Recurrence-risk stratification is necessary to make evidence for adjuvant treatment to reduce disease recurrence and improve survival. Pathologic stage has been used for this purpose. Although preoperative chemoradiotherapy (PCRT) is established as a standard treatment for locally advanced rectal cancer, method for risk-stratification which is useful for post-surgical clinical practice was not settled. In addition the authors did not have overview impression for prognosis for PCRT patients. To give overview impression for prognosis of PCRT, the present study used prognosis based on pathologic stage in patient who did not receive PCRT because it is already well known in setting of clinical practice.
Risk of recurrence was well stratified based on pathologic stage in PCRT patients. In case of nodal metastasis after PCRT showed much worse prognosis than those with node metastasis without PCRT. In these cases, there was a tendency of improvement of recurrence-free survival when 2nd-line chemotherapy was given. Future investigation is required to decide on clinical suitability of pathologic stage in PCRT patients.
The current study shows not only the difference of prognosis according to pathologic stage in patients treated with PCRT, but also possibility as a standard for adjuvant treatment and measurement of results. The present study also gives impression of prognosis of PCRT patients according to pathologic stage which is familiar to clinicians.
The final pathologic stage of patients with advanced rectal cancer treated by PCRT can be used to predict oncologic outcome. Adjuvant treatment and surveillance need to be given based on prognostic implication based on pathologic stage. Pathologic stage also would be used as a standard to compare results of treatment in future investigations.

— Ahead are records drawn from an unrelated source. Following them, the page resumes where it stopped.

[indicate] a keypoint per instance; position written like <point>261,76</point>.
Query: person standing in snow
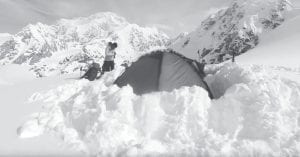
<point>92,73</point>
<point>110,55</point>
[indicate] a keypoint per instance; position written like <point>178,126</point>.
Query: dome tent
<point>162,71</point>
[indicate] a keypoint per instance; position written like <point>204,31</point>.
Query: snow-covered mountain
<point>280,47</point>
<point>72,43</point>
<point>235,29</point>
<point>4,37</point>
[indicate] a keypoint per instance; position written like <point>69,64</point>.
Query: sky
<point>170,16</point>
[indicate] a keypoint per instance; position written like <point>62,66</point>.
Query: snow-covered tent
<point>162,71</point>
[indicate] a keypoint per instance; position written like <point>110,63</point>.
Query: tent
<point>162,71</point>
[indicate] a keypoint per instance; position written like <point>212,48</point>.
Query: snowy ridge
<point>256,114</point>
<point>4,37</point>
<point>71,44</point>
<point>236,29</point>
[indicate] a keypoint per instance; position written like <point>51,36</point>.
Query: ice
<point>255,113</point>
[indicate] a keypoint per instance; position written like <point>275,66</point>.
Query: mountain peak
<point>235,29</point>
<point>71,43</point>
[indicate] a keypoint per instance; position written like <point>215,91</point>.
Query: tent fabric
<point>175,73</point>
<point>161,71</point>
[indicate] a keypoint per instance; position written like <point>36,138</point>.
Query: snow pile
<point>280,46</point>
<point>256,114</point>
<point>4,37</point>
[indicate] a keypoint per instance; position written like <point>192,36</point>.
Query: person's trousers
<point>108,66</point>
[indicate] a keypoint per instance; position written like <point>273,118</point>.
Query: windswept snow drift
<point>257,114</point>
<point>279,47</point>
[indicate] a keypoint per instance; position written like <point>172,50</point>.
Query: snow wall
<point>256,114</point>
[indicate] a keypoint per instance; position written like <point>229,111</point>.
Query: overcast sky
<point>171,16</point>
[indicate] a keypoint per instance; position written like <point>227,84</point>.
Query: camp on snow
<point>162,71</point>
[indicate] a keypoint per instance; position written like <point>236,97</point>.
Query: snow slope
<point>72,43</point>
<point>17,84</point>
<point>255,113</point>
<point>4,37</point>
<point>235,29</point>
<point>279,47</point>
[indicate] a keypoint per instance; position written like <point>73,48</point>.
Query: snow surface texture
<point>256,114</point>
<point>279,47</point>
<point>4,37</point>
<point>235,29</point>
<point>72,43</point>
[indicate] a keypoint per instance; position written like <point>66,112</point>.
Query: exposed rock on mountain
<point>233,30</point>
<point>70,44</point>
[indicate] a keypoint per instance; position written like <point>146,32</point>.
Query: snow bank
<point>11,74</point>
<point>256,114</point>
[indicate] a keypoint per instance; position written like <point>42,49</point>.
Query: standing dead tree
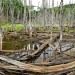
<point>60,21</point>
<point>12,15</point>
<point>52,18</point>
<point>0,26</point>
<point>30,24</point>
<point>24,18</point>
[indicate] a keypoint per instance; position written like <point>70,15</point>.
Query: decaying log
<point>38,52</point>
<point>38,69</point>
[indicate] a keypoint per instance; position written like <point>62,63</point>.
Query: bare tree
<point>30,24</point>
<point>12,15</point>
<point>52,18</point>
<point>0,25</point>
<point>60,20</point>
<point>24,18</point>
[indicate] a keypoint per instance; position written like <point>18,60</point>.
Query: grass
<point>18,27</point>
<point>8,27</point>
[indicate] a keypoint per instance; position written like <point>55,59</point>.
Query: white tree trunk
<point>52,18</point>
<point>24,18</point>
<point>60,25</point>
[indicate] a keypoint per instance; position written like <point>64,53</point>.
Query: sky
<point>56,2</point>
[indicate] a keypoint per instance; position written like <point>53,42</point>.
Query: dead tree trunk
<point>0,25</point>
<point>30,24</point>
<point>24,18</point>
<point>60,24</point>
<point>52,18</point>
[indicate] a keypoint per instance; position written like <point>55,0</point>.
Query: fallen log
<point>42,48</point>
<point>38,69</point>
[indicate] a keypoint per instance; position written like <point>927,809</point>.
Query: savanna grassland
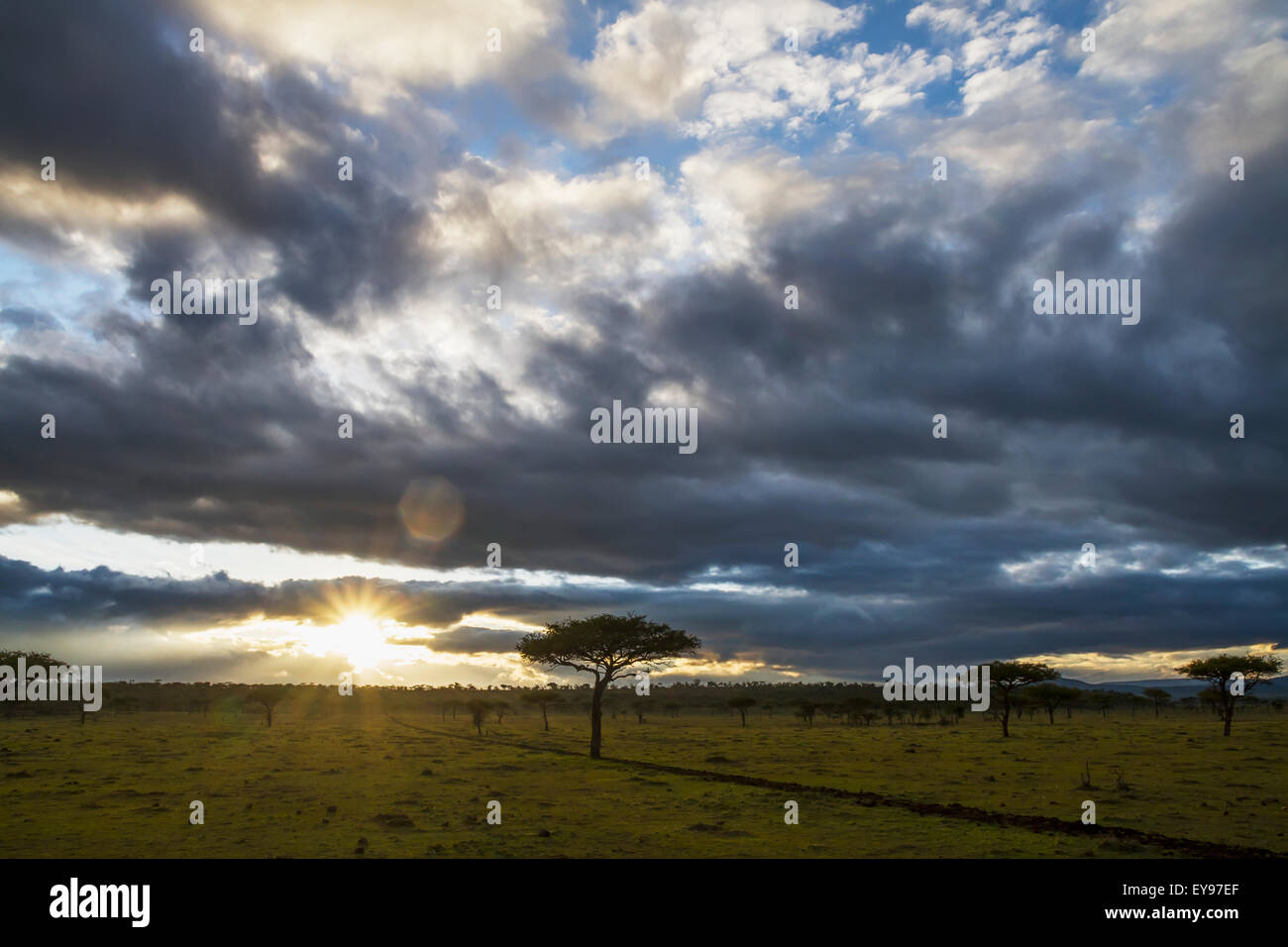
<point>419,784</point>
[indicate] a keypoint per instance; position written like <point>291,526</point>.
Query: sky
<point>811,227</point>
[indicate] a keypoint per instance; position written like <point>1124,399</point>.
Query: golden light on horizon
<point>357,620</point>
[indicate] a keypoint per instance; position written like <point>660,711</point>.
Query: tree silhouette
<point>267,697</point>
<point>741,705</point>
<point>1222,671</point>
<point>605,646</point>
<point>1051,697</point>
<point>1006,677</point>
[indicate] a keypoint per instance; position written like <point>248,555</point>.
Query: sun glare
<point>357,621</point>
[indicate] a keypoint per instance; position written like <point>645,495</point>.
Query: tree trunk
<point>596,716</point>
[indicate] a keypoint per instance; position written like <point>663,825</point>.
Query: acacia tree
<point>1006,677</point>
<point>1051,697</point>
<point>267,697</point>
<point>605,646</point>
<point>1222,671</point>
<point>741,705</point>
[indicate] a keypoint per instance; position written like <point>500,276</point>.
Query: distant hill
<point>1177,686</point>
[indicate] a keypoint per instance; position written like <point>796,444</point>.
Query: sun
<point>361,638</point>
<point>356,621</point>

The authors presented the data of prognosis based on pathologic stage of locally advanced rectal cancer patients treated with PCRT. The present study showed potential role of pathologic stage as a standard for measurement of treatment outcome peculiarity, although prognostic implication of pathologic stage in PCRT patient were also reported in other similar articles. It would be more useful for clinical practice to evaluate treatment outcome or to give intensive adjuvant treatment in PCRT patients because benefit of each adjuvant treatment in PCRT patients has not been established yet.